Die Sozialdemokraten waren es auch, die den Neoliberalismus erfolgreich in den NIederlanden einführten und ihm mit ihrem "Poldermodell" sogar ein soziales Antlitz gaben. Das 16-Millionen-Volk hat die Strukturreformen, die die Deutschen noch vor sich haben, schon hinter sich: Sie haben bei der Bürokratie abgespeckt, sie haben Teilzeitarbeitsmodelle und flexible Zeitarbeit eingeführt. Das deutsche Hartz-Modell ist fast 1:1 von der aktiven niederländischen Arbeitsmarktpolitik abgekupfert. Die Arbeitsämter sind dort aufgelöst, private Vermittler tun einen guten Job. Die Rente der Niederländer wird über drei Stufen organisiert und heißt deshalb auch "Cappuccino-Modell": eine steuerfinanzierte Grundsicherung als Basis für alle, wie guter, schwarzer Kaffee. Eine betriebliche Vorsorgeversicherung als dicke Sahnehaube obendrauf und dazu noch private Rücklagen, wie die Kakaokrümelchen beim Cappuccino. Die Wirtschaft boomte im Reich zwischen Schelde und Ems in den vergangenen zehn Jahren über die Maßen.

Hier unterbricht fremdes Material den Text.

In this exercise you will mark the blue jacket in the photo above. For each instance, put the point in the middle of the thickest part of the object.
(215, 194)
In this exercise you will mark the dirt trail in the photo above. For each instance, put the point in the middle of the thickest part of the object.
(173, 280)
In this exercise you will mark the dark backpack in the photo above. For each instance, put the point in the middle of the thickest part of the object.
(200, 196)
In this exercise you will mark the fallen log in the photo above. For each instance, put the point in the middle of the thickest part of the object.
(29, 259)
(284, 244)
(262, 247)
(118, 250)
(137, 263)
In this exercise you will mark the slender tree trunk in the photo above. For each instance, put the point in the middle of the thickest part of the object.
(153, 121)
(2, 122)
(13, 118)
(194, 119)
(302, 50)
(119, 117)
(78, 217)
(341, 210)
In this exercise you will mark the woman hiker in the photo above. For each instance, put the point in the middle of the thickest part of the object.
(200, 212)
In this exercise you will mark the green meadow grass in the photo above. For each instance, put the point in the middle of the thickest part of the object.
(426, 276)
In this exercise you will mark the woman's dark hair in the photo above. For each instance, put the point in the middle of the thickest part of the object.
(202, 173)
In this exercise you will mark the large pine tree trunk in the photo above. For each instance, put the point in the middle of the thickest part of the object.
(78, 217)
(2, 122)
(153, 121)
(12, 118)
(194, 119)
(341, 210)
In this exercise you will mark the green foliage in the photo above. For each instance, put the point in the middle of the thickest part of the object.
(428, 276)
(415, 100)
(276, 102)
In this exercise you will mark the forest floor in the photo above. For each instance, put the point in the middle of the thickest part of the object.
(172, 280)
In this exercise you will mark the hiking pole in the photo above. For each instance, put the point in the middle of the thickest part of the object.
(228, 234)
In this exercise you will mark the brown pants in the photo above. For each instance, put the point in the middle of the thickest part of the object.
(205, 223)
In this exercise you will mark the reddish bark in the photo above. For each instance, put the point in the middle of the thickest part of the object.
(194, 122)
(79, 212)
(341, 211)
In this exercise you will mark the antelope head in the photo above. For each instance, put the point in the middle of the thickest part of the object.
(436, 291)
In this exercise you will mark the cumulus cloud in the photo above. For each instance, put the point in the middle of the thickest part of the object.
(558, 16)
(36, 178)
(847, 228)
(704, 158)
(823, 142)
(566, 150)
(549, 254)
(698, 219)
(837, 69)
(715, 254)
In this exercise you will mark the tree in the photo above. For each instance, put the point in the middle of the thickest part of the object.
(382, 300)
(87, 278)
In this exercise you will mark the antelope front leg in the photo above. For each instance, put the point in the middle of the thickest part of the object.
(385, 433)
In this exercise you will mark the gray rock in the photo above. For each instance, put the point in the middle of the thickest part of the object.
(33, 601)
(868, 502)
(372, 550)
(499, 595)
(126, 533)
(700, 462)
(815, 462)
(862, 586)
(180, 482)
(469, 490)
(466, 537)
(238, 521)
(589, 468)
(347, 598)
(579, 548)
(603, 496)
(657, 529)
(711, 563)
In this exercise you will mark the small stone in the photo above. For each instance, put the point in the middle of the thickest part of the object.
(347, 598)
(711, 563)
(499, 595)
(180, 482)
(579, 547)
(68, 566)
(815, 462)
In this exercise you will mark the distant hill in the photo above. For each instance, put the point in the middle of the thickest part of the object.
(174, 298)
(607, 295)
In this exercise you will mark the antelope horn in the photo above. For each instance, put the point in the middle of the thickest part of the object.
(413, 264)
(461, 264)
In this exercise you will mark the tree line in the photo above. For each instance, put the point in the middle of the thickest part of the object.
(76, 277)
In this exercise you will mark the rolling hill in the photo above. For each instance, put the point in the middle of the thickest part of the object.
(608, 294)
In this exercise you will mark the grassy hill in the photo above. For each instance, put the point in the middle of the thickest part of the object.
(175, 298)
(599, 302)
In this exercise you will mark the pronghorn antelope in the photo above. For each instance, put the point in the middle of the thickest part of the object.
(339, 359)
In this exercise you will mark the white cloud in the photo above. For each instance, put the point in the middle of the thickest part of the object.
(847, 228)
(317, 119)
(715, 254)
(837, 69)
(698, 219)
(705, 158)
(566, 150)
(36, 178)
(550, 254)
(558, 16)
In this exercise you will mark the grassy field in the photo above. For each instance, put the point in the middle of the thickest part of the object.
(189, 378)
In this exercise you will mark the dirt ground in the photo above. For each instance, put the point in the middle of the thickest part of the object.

Und trotzdem: Der reiche Nachbar hat auch ein paar schlimme Probleme. Bei aller Privatisierungswut hat er sein Gemeinwesen kaputt gespart. Die Niederländer sind staugeplagt und klagen über schlechte Züge. Schulen und Bildungswesen verlottern. In Krankenhäusern kommt es wegen der langen Wartelisten täglich zu menschlichen Katastrophen. Patienten sterben weg, weil Ärzte und Behandlungskapazitäten fehlen. Tagtäglich, so klagen Mediziner zwischen Groningen und Maastricht, müssen sie die harte Auswahl treffen, welchen Schwerkranken sie noch eine Chance geben können und welchen nicht.

Sittenverrohung durch Neoliberalismus

Der Neoliberalismus habe auch zu Sittenverrohung geführt, meinen viele Niederländer und führen seit einem halben Jahr in Cafés, in Theatern und TV-Talkshows unablässig Diskussionen über ihre Normen und Werte, so intensiv wie kein anderes Volk in Europa. Der christdemokratische Regierungschef Balkenende stieß die Debatte an mit seinem Slogan: Anstand muss man machen.

Die Regierung gab einem Soziologie-Institut sogar den amtlichen Auftrag, den Normen-Pegel der niederländischen Gesellschaft zu messen. Ergebnis: Die Niederländer fühlen sich mit der allgegenwärtigen Kommerzialisierung ihres Alltags nicht wohl. Die totale Freiheit der Auswahl sei auch eine Belastung. Die ständige Aufforderung, nach Rabatten und Schnäppchen zu greifen, lasse die Menschen zu egoistischen Jägern verkommen. Es werde schon schief angeguckt, wer nicht die Versicherung bescheißt. Kurzum: Der Ehrliche sei der Dumme.

Inwieweit die neue Sehnsucht nach Führung und Leitlinien sich auf das Wahlergebnis niederschlägt, wird sich am Mittwoch zeigen. Es wird ein Duell zweier ungleicher Männer geben, eine Wahl zwischen Sachlichkeit und Schick: Amtsinhaber Balkenende von den Christdemokraten gibt den Verlässlichen und will die zweite Chance. Der Sozialdemokraten-Star Wouter Bos hat Charme, aber auch eine verstaubte Technokratenpartei im Schlepptau.

Und endlich hat er sich auch mal festgelegt: Er will gar nicht Staatsmann werden bei einem Sieg. Bos will als Fraktionsführer im Parlament Politik machen. In letzter Minute hat er am Sonntag den Parteifreund Job Cohen als möglichen Regierungschef aus dem Hut gezaubert. Cohen ist für Kenner der "freien Republik" Amsterdam kein Unbekannter: Er ist der Bürgermeister der wild-schönen Stadt.